The Humvee’s driver braked in front of the downed soldiers, providing a protective barrier between them and the open end of the street. Before the rescue vehicle rocked to a complete stop, four field medics leaped into action, breaking out gurneys and medkits. They shouted at each other, sorting out the quick and the dead. Another artillery round, probably from a tank, slammed into the barricade and threw more debris back over the street.
Danielle tapped Cezar’s shoulder to get his attention.
The cameraman turned around.
“On me,” Danielle instructed as she took the wireless microphone from her jacket pocket and clipped it to her collar. She keyed the power and tucked the earpiece into her other ear. When she ran her finger across the microphone, she heard the rasp that told her the mike was live. Despite the danger, she took off the Kevlar helmet and ran her free hand through her short-cropped hair, trusting that every strand would fall perfectly into place.
Cezar stood, brought up the camera, and focused on her.

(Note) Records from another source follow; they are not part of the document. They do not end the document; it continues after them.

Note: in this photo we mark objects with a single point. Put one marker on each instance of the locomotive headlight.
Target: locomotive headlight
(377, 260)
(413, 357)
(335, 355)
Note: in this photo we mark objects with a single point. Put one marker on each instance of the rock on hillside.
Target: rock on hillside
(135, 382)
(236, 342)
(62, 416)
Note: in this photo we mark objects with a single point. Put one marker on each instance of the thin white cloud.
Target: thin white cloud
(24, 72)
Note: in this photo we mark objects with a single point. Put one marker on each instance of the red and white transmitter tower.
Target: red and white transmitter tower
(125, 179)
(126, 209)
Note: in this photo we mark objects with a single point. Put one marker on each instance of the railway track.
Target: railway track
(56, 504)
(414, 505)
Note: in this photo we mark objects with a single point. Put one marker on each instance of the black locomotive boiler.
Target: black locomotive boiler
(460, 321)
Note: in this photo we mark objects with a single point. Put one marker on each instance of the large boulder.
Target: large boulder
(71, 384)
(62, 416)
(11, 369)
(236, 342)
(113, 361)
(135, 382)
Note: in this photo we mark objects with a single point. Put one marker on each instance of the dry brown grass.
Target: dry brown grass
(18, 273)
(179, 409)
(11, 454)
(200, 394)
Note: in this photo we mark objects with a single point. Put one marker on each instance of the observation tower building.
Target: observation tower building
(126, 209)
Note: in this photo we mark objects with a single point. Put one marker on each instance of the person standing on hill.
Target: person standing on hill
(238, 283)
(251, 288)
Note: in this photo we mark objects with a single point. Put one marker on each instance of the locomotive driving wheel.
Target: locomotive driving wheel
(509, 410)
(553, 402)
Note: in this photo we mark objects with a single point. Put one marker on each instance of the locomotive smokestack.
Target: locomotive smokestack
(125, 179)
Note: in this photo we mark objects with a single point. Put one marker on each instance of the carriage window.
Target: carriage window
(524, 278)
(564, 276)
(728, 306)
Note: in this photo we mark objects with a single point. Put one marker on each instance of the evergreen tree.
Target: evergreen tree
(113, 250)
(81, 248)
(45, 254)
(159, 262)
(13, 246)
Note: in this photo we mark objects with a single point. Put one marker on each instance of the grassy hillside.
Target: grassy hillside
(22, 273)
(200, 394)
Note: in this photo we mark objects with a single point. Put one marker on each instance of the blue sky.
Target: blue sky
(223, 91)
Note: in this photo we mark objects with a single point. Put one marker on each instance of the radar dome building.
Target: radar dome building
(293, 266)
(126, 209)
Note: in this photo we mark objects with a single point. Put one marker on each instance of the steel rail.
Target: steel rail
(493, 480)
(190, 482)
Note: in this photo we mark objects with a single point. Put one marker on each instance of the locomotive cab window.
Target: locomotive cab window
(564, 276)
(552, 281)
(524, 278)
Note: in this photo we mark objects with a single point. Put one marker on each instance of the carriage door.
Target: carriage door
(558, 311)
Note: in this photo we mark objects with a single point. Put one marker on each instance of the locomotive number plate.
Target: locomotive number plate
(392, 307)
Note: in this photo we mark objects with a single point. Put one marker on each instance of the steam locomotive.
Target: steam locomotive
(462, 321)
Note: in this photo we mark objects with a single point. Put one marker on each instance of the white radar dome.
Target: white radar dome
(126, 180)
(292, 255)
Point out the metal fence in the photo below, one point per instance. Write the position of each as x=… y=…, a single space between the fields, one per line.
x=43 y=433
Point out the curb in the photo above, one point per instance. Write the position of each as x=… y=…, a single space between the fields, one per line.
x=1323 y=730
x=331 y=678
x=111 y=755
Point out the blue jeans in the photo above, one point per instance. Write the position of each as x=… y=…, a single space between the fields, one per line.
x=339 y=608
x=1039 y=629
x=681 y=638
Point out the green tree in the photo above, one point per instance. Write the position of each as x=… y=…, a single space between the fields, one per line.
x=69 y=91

Danielle moved so that she stood away from the shadow of the building. The burning Volkswagen gave off enough light for her to be clearly seen by viewers. The Humvee and the medical team could be seen in the background, illuminated by the flaming debris that lay scattered across the street.
“Cue live transmission,” Danielle said.
“Live transmission cued,” Stolojan replied. “Live in three … two … one … go.”
Cezar focused on her, framing her from the waist up so she could signal him with her left hand out of the camera’s view.
“Sanliurfa, Turkey,” Danielle said in a clear voice. The collar microphone was cutting-edge technology, and Stolojan and his crew at OneWorld NewsNet headquarters cleaned up all the audio transmission as the piece went out live. “Also called the City of Prophets because of the biblical history that played out here and in the outlying lands. For generations, armies have marched and warred through these mountains and across the plains. Tonight, a remnant force made up of U.S. Army Rangers, the United Nations Peacekeeping force, and the Turkish army stand together against a common foe.”